Em meio à devastação ambiental e às mudanças climáticas, há quem se dedique a preservar a biodiversidade, gerando, além de ganhos à natureza, segurança alimentar de pequenos produtores rurais e fonte de renda. Os guardiões de sementes são agricultores que se dedicam à proteção dessas riquezas, tendo forte atuação na conservação local de recursos genéticos.

Pensando na troca de informações e experiências sobre o manejo das sementes entre os agricultores, um grupo de pesquisadores da Empresa Brasileira de Pesquisa Agropecuária (Embrapa) organizou a “Oficina sobre Conservação da Agrobiodiversidade por Guardiãs(ões) em Bancos Comunitários de Sementes (BCS): Experiências, Diálogos e Demandas”. O mapeamento desses guardiões, na grande maioria mulheres, começou em março do ano passado. 

O evento contou com a presença de 11 técnicos de institutos federais e universidades e de 27 guardiões de todas as regiões do país, incluindo representantes de agricultura familiar, quilombos, indígenas, agricultura realizada em áreas urbanas e periurbanas e de outras comunidades.

Segundo Marília Burle, pesquisadora da Embrapa Recursos Genéticos e Biotecnologia, as demandas dos agricultores — tradicionalmente pequenos, médios e familiares — são bastante parecidas, apesar de cada comunidade ter suas particularidades. “Eles (agricultores) buscam maior reconhecimento, acesso à terra e regularização do território tradicional. Além disso, lidam com o exôdo rural dos jovens, que buscam outras alternativas de vida, enquanto os guardiões estão envelhecendo e não há quem se preocupe em guardar aquela semente”, explica. 

Legado e cidadania 

O trabalho no campo sempre esteve presente na vida da assistente social Nazide Bentes, 56 anos, filha de agricultora e descendente da etnia indígena Mura. No entanto, com o envelhecimento da mãe, essa proximidade tornou-se uma necessidade, pois era preciso escolher uma sucessora para evitar a escassez de sementes na comunidade, localizada no município de Presidente Figueiredo, no Amazonas. “Meus 12 irmãos migraram para a cidade. Então, eu, que sou bastante parecida com minha mãe, me encarreguei de perpetuar esse legado, que assumo com muita honra e carinho “, conta. 

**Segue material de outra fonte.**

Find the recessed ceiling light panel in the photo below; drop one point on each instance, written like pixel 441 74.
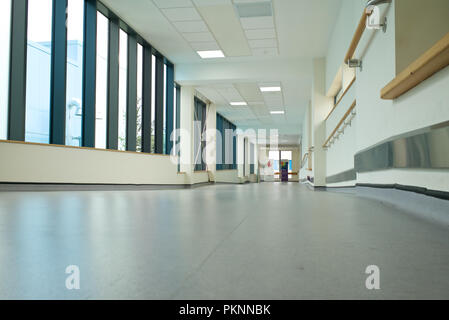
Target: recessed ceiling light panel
pixel 270 89
pixel 211 54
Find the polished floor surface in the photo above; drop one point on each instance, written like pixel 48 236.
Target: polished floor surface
pixel 259 241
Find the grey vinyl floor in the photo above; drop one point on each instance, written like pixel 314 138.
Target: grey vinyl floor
pixel 257 241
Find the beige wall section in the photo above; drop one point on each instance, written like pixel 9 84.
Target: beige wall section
pixel 378 119
pixel 227 176
pixel 30 163
pixel 419 25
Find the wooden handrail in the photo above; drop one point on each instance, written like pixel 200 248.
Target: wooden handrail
pixel 341 98
pixel 340 123
pixel 432 61
pixel 357 36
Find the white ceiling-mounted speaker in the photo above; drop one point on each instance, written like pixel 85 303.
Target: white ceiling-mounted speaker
pixel 374 20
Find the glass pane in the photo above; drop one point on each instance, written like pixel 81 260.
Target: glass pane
pixel 286 155
pixel 102 81
pixel 164 105
pixel 38 71
pixel 153 103
pixel 74 111
pixel 123 73
pixel 139 97
pixel 5 35
pixel 274 159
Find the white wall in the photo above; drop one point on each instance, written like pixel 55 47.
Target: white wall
pixel 378 119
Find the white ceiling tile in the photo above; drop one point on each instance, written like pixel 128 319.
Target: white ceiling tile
pixel 262 43
pixel 249 91
pixel 270 84
pixel 198 37
pixel 191 26
pixel 265 51
pixel 254 34
pixel 257 23
pixel 226 28
pixel 165 4
pixel 181 14
pixel 249 1
pixel 205 46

Na comunidade, conservam-se sementes de frutos nativos, como o guaraná e o cupuaçu, além de mandioca, milho, maxixe, jerimum e diversos tipos de castanhas. A diversidade de sementes permite, segundo Nazide, soberania e autonomia aos agricultores locais, garantindo alimentação e fonte de renda. “A partir da segurança alimentar, a gente consegue almejar um futuro melhor, porque um corpo desnutrido não consegue pensar em outra coisa a não ser em comida”, destaca a agricultora, que é presidente da associação de produtores rurais Grupo Esperança Orgânica (GEO). 

A feira organizada pelo grupo, que vende os produtos excedentes, reflete ainda a identidade da comunidade. “Quando chamamos o consumidor para dentro da floresta, ele não leva apenas um produto, mas também a história e a cultura de um povo. Nossa estratégia de desenvolvimento local é mostrar a esse público como o produto que ele consome é cultivado. Isso resulta na valorização da produção e daquela população”, completa Nazide. 

“A riqueza está na terra”

A engenheira agrônoma Danusa Lisboa, 36, faz parte da quinta geração presente e atuante no quilombo Mesquita, localizado na Cidade Ocidental. A comunidade, que conta com cerca de 3 mil habitantes, existe há 278 anos e se dedica à produção de mandioca, tangerina, feijão, milho, abóbora, doces, hortaliças e, principalmente, marmelada, “carro-chefe” do local. 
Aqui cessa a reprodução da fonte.